The STNL strategy, in which only one tenant occupies a given building, generates the best sale price for the seller because the business, credit-worthiness, and stability of the new tenant are known by the investor when the seller transitions to being a tenant. Finance chiefs often create and structure the lease portion of the agreement to support specific business objectives, including rental amount, lease term, and number of renewal options. STNLs are also attractive to investors because they are easy to own—there is only one rent payment received every month and typically no payments to make (the tenant pays operating expenses like taxes, insurance, utilities).

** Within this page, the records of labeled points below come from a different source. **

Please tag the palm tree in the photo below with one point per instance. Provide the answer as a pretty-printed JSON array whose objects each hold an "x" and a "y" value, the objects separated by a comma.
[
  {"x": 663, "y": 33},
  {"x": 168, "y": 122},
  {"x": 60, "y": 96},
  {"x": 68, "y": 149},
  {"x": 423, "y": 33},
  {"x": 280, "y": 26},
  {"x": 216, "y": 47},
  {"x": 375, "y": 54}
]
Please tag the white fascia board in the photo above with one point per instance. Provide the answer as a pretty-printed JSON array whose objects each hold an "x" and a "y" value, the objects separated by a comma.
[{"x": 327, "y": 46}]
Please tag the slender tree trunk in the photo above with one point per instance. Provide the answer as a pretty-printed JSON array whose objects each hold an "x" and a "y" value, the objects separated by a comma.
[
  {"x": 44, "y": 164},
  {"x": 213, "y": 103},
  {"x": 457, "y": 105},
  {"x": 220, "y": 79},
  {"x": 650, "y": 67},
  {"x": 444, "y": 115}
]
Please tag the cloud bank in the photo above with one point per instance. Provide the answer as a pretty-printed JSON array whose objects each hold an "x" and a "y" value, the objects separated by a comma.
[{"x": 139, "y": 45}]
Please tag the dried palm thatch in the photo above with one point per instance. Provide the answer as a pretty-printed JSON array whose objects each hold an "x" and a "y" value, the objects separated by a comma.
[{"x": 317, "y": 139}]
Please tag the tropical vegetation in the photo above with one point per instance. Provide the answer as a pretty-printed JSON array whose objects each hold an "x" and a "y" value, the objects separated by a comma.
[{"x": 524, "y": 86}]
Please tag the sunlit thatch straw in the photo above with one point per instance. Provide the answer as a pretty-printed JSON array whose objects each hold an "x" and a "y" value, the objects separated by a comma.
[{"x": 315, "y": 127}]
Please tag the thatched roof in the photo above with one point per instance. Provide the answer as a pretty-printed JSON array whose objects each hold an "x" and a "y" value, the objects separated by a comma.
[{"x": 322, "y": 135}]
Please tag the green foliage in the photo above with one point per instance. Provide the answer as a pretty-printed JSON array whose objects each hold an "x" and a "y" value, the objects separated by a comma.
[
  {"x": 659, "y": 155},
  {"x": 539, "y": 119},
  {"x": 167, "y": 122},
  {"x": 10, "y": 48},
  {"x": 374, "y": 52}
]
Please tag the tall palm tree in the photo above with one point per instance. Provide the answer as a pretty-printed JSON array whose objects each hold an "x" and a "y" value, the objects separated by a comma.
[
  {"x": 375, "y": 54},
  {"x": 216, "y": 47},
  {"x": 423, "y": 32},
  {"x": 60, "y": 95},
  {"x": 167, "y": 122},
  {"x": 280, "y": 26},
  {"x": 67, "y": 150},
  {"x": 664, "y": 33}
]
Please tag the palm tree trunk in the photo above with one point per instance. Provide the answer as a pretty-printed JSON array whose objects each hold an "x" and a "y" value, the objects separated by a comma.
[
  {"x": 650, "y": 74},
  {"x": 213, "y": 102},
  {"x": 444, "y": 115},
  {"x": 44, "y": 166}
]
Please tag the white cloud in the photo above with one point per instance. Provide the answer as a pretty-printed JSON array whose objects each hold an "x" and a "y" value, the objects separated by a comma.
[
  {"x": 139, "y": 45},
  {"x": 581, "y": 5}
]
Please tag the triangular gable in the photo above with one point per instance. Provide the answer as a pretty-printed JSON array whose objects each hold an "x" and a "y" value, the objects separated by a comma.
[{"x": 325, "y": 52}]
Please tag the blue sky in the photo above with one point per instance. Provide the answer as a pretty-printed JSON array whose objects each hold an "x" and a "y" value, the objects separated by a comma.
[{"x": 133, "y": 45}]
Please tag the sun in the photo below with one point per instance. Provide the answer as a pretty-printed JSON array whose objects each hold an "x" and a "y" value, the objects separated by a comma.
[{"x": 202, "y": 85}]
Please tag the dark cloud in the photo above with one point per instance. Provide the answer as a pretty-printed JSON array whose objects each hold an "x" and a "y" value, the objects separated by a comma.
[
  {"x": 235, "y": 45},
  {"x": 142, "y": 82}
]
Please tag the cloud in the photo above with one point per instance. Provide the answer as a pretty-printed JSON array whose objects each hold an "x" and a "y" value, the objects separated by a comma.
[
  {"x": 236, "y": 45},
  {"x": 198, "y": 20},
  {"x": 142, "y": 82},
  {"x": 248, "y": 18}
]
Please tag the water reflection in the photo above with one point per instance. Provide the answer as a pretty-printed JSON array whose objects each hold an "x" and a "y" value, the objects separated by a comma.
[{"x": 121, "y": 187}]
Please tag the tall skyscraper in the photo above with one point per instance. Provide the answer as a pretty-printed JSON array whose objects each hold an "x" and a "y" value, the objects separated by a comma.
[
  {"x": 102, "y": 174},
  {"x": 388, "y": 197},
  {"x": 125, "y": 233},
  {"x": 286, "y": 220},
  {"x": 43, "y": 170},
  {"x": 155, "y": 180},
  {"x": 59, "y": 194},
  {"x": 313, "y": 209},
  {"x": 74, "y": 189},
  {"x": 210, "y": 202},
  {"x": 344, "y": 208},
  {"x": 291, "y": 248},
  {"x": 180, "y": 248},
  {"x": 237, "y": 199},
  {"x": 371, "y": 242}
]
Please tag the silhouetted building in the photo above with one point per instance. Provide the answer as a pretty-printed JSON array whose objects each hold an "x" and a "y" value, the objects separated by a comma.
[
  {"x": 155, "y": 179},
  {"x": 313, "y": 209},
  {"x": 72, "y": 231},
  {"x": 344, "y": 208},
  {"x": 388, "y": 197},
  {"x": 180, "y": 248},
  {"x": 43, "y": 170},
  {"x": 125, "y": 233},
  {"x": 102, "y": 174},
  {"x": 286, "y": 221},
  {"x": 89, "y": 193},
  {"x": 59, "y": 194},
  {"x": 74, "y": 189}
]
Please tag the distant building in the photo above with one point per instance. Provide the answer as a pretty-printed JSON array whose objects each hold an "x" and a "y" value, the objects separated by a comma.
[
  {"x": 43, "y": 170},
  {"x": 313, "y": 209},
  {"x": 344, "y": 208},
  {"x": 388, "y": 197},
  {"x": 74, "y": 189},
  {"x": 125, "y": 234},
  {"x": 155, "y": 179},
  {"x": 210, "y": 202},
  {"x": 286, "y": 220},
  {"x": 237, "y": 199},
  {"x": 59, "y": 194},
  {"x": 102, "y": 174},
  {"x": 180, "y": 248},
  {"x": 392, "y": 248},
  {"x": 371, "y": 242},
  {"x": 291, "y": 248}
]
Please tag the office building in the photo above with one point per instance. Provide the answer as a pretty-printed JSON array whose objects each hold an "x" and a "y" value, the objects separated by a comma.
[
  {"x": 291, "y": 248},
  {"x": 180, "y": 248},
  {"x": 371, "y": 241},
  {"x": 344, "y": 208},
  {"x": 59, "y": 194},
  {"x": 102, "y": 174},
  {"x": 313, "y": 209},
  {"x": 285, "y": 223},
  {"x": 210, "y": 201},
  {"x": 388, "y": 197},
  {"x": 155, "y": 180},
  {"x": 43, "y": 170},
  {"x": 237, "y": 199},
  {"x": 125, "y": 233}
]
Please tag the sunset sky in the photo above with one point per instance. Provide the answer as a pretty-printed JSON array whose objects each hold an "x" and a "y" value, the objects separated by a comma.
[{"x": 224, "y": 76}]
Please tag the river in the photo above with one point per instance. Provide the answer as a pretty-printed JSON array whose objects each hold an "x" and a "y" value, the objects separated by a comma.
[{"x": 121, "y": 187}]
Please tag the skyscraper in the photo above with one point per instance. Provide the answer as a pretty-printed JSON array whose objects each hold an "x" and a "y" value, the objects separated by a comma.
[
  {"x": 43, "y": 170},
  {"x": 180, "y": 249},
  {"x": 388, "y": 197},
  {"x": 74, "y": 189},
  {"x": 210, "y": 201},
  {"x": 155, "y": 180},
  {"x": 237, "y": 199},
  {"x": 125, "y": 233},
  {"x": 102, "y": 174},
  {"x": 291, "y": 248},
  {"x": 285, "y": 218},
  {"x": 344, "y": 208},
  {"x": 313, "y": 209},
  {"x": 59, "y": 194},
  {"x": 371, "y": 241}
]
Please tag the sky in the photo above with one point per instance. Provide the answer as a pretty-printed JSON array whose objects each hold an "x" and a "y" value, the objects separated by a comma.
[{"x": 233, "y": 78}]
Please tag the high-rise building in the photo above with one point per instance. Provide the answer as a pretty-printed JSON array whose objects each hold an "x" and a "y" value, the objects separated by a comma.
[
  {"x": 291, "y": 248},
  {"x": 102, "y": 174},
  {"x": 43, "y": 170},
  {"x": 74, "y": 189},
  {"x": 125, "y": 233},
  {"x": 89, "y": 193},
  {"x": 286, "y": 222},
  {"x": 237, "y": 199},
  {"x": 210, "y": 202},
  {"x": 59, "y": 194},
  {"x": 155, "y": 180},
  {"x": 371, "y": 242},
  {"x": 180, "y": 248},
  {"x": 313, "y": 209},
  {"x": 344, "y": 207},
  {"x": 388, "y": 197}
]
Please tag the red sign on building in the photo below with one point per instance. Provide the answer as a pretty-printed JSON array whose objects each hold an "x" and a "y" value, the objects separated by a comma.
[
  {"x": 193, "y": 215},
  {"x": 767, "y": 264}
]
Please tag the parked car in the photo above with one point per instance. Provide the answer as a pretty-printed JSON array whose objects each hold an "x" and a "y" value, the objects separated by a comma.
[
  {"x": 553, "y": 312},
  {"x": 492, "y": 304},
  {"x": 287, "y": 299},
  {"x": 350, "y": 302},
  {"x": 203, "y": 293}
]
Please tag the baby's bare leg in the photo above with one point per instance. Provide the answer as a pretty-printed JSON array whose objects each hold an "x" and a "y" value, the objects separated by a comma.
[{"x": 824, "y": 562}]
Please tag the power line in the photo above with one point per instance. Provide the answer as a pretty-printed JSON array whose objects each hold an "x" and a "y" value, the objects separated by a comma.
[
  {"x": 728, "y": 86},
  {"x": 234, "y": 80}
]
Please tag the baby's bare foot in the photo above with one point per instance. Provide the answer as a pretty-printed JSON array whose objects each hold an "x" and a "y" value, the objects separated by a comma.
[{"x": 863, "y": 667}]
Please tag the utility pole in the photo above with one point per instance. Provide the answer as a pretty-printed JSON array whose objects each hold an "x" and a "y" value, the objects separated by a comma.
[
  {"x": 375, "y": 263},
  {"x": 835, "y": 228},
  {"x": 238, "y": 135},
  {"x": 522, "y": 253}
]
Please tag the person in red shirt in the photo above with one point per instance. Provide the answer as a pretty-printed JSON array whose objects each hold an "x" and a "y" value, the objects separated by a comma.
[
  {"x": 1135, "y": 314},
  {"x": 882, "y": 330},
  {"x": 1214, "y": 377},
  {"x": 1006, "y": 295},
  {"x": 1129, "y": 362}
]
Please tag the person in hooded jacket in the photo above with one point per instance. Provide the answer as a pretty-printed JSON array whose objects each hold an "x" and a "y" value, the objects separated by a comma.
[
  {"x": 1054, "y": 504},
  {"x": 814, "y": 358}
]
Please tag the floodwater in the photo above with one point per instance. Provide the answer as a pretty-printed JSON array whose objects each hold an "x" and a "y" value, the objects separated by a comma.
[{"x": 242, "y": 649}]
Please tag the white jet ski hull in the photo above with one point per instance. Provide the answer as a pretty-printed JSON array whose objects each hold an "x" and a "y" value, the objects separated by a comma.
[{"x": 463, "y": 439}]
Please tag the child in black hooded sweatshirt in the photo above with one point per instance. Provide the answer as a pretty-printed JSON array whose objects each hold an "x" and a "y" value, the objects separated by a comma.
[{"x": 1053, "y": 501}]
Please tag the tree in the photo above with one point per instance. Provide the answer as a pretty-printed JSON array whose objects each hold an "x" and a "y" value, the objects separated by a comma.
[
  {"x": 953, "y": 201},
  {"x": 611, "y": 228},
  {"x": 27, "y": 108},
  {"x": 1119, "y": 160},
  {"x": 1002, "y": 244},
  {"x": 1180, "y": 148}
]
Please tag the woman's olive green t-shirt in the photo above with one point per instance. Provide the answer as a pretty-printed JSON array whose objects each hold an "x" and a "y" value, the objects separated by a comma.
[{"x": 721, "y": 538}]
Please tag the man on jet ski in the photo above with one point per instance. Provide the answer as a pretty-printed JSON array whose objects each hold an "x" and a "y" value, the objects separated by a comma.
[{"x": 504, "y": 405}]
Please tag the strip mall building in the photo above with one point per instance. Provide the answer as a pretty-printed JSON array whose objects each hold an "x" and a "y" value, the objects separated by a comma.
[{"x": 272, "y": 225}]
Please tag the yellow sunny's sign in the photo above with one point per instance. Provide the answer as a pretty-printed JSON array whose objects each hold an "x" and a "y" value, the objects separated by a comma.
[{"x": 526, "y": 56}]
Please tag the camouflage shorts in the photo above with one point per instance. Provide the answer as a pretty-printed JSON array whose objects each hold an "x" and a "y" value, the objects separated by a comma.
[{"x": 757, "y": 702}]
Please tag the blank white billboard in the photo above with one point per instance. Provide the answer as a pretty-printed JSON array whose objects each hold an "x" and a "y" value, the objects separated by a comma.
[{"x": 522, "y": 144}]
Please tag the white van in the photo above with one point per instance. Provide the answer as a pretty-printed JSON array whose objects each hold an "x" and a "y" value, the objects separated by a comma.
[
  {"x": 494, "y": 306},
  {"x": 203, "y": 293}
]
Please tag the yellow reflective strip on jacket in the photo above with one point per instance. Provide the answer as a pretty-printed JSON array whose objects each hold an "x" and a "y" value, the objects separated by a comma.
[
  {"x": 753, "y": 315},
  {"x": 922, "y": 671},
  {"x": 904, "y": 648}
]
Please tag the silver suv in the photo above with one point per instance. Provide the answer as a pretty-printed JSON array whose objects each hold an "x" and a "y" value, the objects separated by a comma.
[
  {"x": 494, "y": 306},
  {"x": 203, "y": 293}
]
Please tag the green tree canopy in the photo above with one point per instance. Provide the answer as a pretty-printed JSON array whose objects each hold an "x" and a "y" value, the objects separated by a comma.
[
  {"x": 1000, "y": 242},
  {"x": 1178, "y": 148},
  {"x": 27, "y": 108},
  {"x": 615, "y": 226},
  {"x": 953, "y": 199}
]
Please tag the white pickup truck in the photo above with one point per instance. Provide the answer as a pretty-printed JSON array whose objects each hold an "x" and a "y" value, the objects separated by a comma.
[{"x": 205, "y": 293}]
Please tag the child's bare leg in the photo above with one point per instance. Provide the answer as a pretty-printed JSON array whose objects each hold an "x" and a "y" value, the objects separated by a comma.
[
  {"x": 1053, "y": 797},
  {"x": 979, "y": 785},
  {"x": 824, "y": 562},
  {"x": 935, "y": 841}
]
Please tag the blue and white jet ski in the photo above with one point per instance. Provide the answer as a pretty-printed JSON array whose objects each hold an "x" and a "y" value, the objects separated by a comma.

CFOs considering a sale-leaseback strategy are typically attracted by the opportunity to control their destiny at their current location(s) and at the same time tap into a financing mechanism that has real advantages over borrowing money from a bank. For example, when mortgaging a building, a company would likely be able to borrow a maximum of 75% of the building’s value. In a sale-leaseback, the seller can receive the entire value of the building in return for signing a long-term lease.
Further, firms that borrow money from a bank may only be able to deduct the interest component of the mortgage payment, whereas in a sale-leaseback, the entire amount of rent paid each year may be deductible. Recent changes to the tax code could make this even more of an advantage, as Congress has now put limitations on how much interest expense a company can deduct. This could also enhance the overall tax efficiency of a sale-leaseback.
“Different businesses use sale-leaseback strategies for different reasons,” says Jonathan Hipp, President and CEO of Calkain Companies, a leader in the net lease investment community. “Most sellers are seeking to optimize their working capital, but others are attracted by tax benefits, operational streamlining, and even takeover deterrence. The benefits are many, and the path to success is well-trodden by leading firms.”
In sum, companies looking to raise capital have another option besides debt and equity to consider. The STNL marketplace is one of the most liquid of all the real estate verticals, with price discovery, transaction timing, and certainty of closing all easily gauged. From a business owner’s perspective, this means that, when pricing out and trying to determine the feasibility of different financing alternatives, a sale-leaseback strategy often compares favorably.